How to Quickly Raise More Than $1 Million in Contributions to Your Hospital and Burnish Your Brand Image, Often with Advertising You Don’t Pay For

April 5, 2016

Notable Health Care Advertising

// By Peter Hochstein //

Peter HochsteinAll right, time to fess up. The headline above this story skips a few critical details.

The campaign you’re going to read about had the voluntary participation and support of the New York Giants football team, and especially of its star quarterback Eli Manning. The players gave their time and endorsements free.

Not to mention that the ads raise funds to aid research that will help kids with cancer, a particularly empathy-arousing group. The campaign is called “Tackle Kids Cancer.”

Tackle Kids CancerThe Tackle Kids Cancer advertising also features a teaching hospital system that’s big enough to do pediatric cancer research. And some of the advertising appeared nationally on the NBC Network, as free public service announcement time.

But in a way, all those qualifiers are the point: A phenomenon you might call “big synergy” is powerful stuff. If you have the resources to somehow combine several strong elements of human interest seamlessly into one emotionally touching marketing and advertising campaign, each element can support, reinforce, and energize the others. This creates efficiencies of exposure and impact that eclipse most traditional advertising.

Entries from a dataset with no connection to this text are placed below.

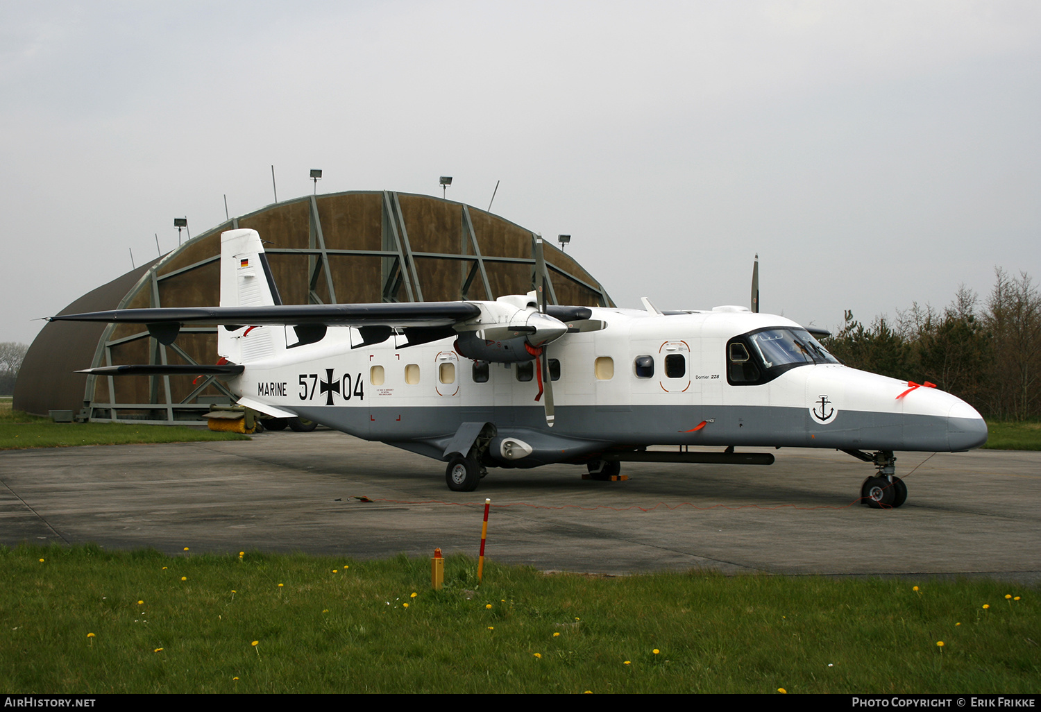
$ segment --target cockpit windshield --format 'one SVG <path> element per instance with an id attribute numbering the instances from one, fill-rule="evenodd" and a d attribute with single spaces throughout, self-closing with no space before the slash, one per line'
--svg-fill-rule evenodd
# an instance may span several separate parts
<path id="1" fill-rule="evenodd" d="M 767 329 L 748 334 L 767 368 L 788 363 L 838 363 L 817 339 L 803 329 Z"/>
<path id="2" fill-rule="evenodd" d="M 805 329 L 762 329 L 735 336 L 727 355 L 727 378 L 733 384 L 766 383 L 804 364 L 839 363 Z"/>

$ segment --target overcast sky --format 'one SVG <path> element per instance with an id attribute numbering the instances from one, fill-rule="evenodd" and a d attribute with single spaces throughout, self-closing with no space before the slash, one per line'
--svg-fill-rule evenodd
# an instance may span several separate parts
<path id="1" fill-rule="evenodd" d="M 440 195 L 620 306 L 842 311 L 1041 280 L 1041 3 L 0 4 L 0 341 L 273 202 Z"/>

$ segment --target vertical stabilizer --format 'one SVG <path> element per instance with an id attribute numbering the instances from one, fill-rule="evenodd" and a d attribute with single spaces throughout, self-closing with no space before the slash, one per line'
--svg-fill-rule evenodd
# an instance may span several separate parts
<path id="1" fill-rule="evenodd" d="M 221 306 L 281 304 L 256 230 L 221 233 Z"/>
<path id="2" fill-rule="evenodd" d="M 282 300 L 256 230 L 221 233 L 221 306 L 273 306 Z M 229 331 L 218 327 L 218 353 L 232 363 L 258 361 L 285 347 L 281 328 L 246 324 Z M 277 332 L 277 333 L 276 333 Z M 278 336 L 278 338 L 275 338 Z"/>

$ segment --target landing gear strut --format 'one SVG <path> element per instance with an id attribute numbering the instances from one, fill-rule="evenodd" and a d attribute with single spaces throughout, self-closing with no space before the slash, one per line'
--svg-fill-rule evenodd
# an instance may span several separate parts
<path id="1" fill-rule="evenodd" d="M 904 480 L 896 477 L 896 458 L 890 450 L 883 450 L 868 455 L 859 450 L 843 450 L 858 460 L 874 464 L 878 474 L 864 480 L 860 486 L 861 504 L 873 509 L 895 509 L 908 499 L 908 486 Z"/>
<path id="2" fill-rule="evenodd" d="M 621 472 L 621 463 L 617 460 L 593 460 L 586 464 L 586 469 L 593 480 L 610 482 L 611 478 L 617 477 Z"/>

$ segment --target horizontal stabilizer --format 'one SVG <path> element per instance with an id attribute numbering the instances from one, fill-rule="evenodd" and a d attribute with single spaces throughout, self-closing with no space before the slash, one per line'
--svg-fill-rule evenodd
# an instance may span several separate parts
<path id="1" fill-rule="evenodd" d="M 270 403 L 263 403 L 262 401 L 257 401 L 252 398 L 240 398 L 238 399 L 238 405 L 246 406 L 247 408 L 252 408 L 257 412 L 263 413 L 264 415 L 271 415 L 272 417 L 296 417 L 297 414 L 290 410 L 282 410 L 281 408 L 276 408 Z"/>
<path id="2" fill-rule="evenodd" d="M 83 368 L 76 373 L 92 374 L 94 376 L 237 376 L 243 373 L 244 367 L 234 363 L 223 365 L 142 363 Z"/>

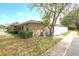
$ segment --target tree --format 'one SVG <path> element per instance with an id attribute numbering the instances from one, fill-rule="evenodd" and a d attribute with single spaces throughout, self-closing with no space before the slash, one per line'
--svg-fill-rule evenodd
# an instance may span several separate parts
<path id="1" fill-rule="evenodd" d="M 33 4 L 33 6 L 39 8 L 43 11 L 43 23 L 45 26 L 48 26 L 49 36 L 52 36 L 54 33 L 54 26 L 60 14 L 63 10 L 66 9 L 70 4 L 69 3 L 41 3 Z"/>
<path id="2" fill-rule="evenodd" d="M 67 27 L 78 27 L 79 26 L 79 8 L 76 8 L 65 15 L 61 24 Z"/>

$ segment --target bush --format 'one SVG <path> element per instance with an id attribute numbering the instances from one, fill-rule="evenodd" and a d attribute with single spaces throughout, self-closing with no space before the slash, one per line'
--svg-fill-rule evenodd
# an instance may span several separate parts
<path id="1" fill-rule="evenodd" d="M 32 31 L 29 31 L 29 30 L 28 30 L 28 31 L 19 31 L 19 32 L 18 32 L 18 35 L 19 35 L 20 37 L 26 39 L 26 38 L 32 37 L 32 36 L 33 36 L 33 32 L 32 32 Z"/>
<path id="2" fill-rule="evenodd" d="M 12 34 L 18 33 L 18 31 L 16 29 L 10 29 L 10 28 L 7 29 L 7 32 L 12 33 Z"/>

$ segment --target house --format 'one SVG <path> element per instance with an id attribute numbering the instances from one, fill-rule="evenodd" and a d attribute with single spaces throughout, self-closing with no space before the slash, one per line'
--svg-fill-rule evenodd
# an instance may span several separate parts
<path id="1" fill-rule="evenodd" d="M 46 33 L 49 33 L 48 28 L 45 28 L 42 21 L 35 21 L 35 20 L 29 20 L 24 23 L 13 23 L 9 26 L 11 29 L 16 29 L 18 31 L 26 31 L 26 30 L 32 30 L 33 35 L 40 35 L 41 32 L 44 30 L 43 35 L 46 35 Z M 67 27 L 63 27 L 61 25 L 56 24 L 54 26 L 54 35 L 60 35 L 64 32 L 68 31 Z"/>
<path id="2" fill-rule="evenodd" d="M 9 26 L 12 29 L 17 29 L 18 31 L 26 31 L 26 30 L 32 30 L 33 35 L 40 35 L 40 33 L 43 31 L 43 24 L 41 21 L 35 21 L 35 20 L 29 20 L 24 23 L 13 23 Z"/>
<path id="3" fill-rule="evenodd" d="M 6 26 L 0 25 L 0 31 L 3 31 L 3 30 L 5 30 L 5 29 L 6 29 Z"/>

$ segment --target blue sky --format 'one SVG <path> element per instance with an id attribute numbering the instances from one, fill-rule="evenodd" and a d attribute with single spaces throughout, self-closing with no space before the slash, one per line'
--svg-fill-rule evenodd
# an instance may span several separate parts
<path id="1" fill-rule="evenodd" d="M 41 20 L 40 13 L 31 10 L 27 3 L 0 3 L 0 24 L 11 24 L 28 20 Z"/>

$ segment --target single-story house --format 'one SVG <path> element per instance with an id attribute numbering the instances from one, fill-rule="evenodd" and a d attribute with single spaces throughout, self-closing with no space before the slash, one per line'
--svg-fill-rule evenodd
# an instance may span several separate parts
<path id="1" fill-rule="evenodd" d="M 35 21 L 35 20 L 30 20 L 21 24 L 16 22 L 11 24 L 9 27 L 21 31 L 26 31 L 27 29 L 32 30 L 33 35 L 40 35 L 40 33 L 43 31 L 44 28 L 41 21 Z"/>
<path id="2" fill-rule="evenodd" d="M 12 29 L 17 29 L 18 31 L 26 31 L 28 30 L 32 30 L 33 31 L 33 35 L 40 35 L 41 32 L 44 30 L 43 34 L 45 35 L 46 32 L 48 32 L 48 29 L 44 27 L 42 21 L 35 21 L 35 20 L 29 20 L 27 22 L 24 23 L 13 23 L 9 26 Z M 68 30 L 67 27 L 63 27 L 60 25 L 55 25 L 55 31 L 54 31 L 54 35 L 60 35 L 64 32 L 66 32 Z"/>

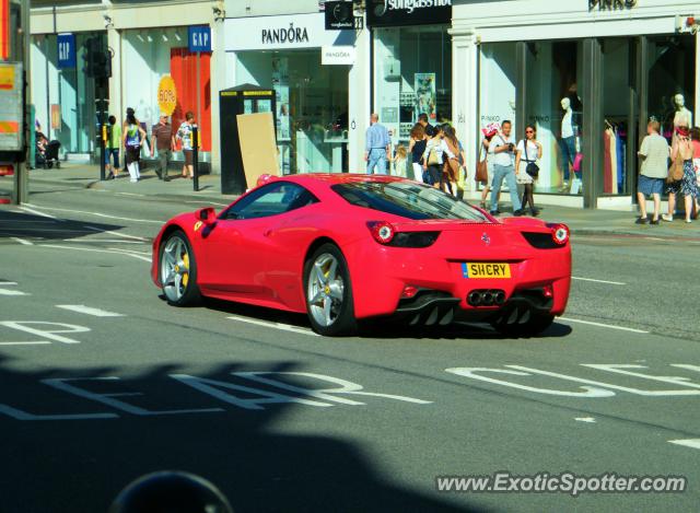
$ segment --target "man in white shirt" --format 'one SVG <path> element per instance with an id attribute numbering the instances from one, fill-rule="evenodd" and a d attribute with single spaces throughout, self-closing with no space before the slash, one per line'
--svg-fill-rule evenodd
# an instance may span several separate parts
<path id="1" fill-rule="evenodd" d="M 523 215 L 521 200 L 517 197 L 517 183 L 515 180 L 515 166 L 513 165 L 515 144 L 511 140 L 511 130 L 513 125 L 505 120 L 501 124 L 501 131 L 493 136 L 489 144 L 489 153 L 493 154 L 493 184 L 491 184 L 491 215 L 498 215 L 499 211 L 499 193 L 503 185 L 503 178 L 508 184 L 509 193 L 511 193 L 511 202 L 513 203 L 513 215 Z"/>

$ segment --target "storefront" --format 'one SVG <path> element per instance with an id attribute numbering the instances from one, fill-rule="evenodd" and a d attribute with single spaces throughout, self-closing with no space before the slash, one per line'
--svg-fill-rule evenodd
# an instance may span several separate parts
<path id="1" fill-rule="evenodd" d="M 283 174 L 348 172 L 357 166 L 359 120 L 354 31 L 326 31 L 323 13 L 225 21 L 226 85 L 253 84 L 277 95 L 277 142 Z"/>
<path id="2" fill-rule="evenodd" d="M 518 140 L 537 130 L 541 201 L 631 208 L 648 120 L 670 140 L 677 112 L 697 119 L 698 38 L 677 26 L 692 2 L 510 2 L 508 26 L 498 3 L 455 8 L 455 67 L 477 77 L 455 98 L 478 120 L 469 168 L 480 128 L 510 119 Z"/>
<path id="3" fill-rule="evenodd" d="M 420 114 L 452 120 L 452 1 L 368 2 L 374 110 L 395 142 L 407 143 Z"/>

And the benefits can include not only generous contributions of time, money, and endorsements, but also a halo branding effect.

Okay, end of Advertising 101 lecture. Here’s the story.

Well, actually, not yet. Let’s first list some of the story’s participants. The Children’s Cancer Institute is at the Joseph M. Sanzari Children’s Hospital in Hackensack, New Jersey. The Sanzari Children’s Hospital, in turn, is part of the Hackensack University Medical Center. The Hackensack University Medical Center Foundation is an entity that supports the cancer research program at Sanzari. The New York Giants, Eli Manning, and NBC—probably no explanation needed. Got all that?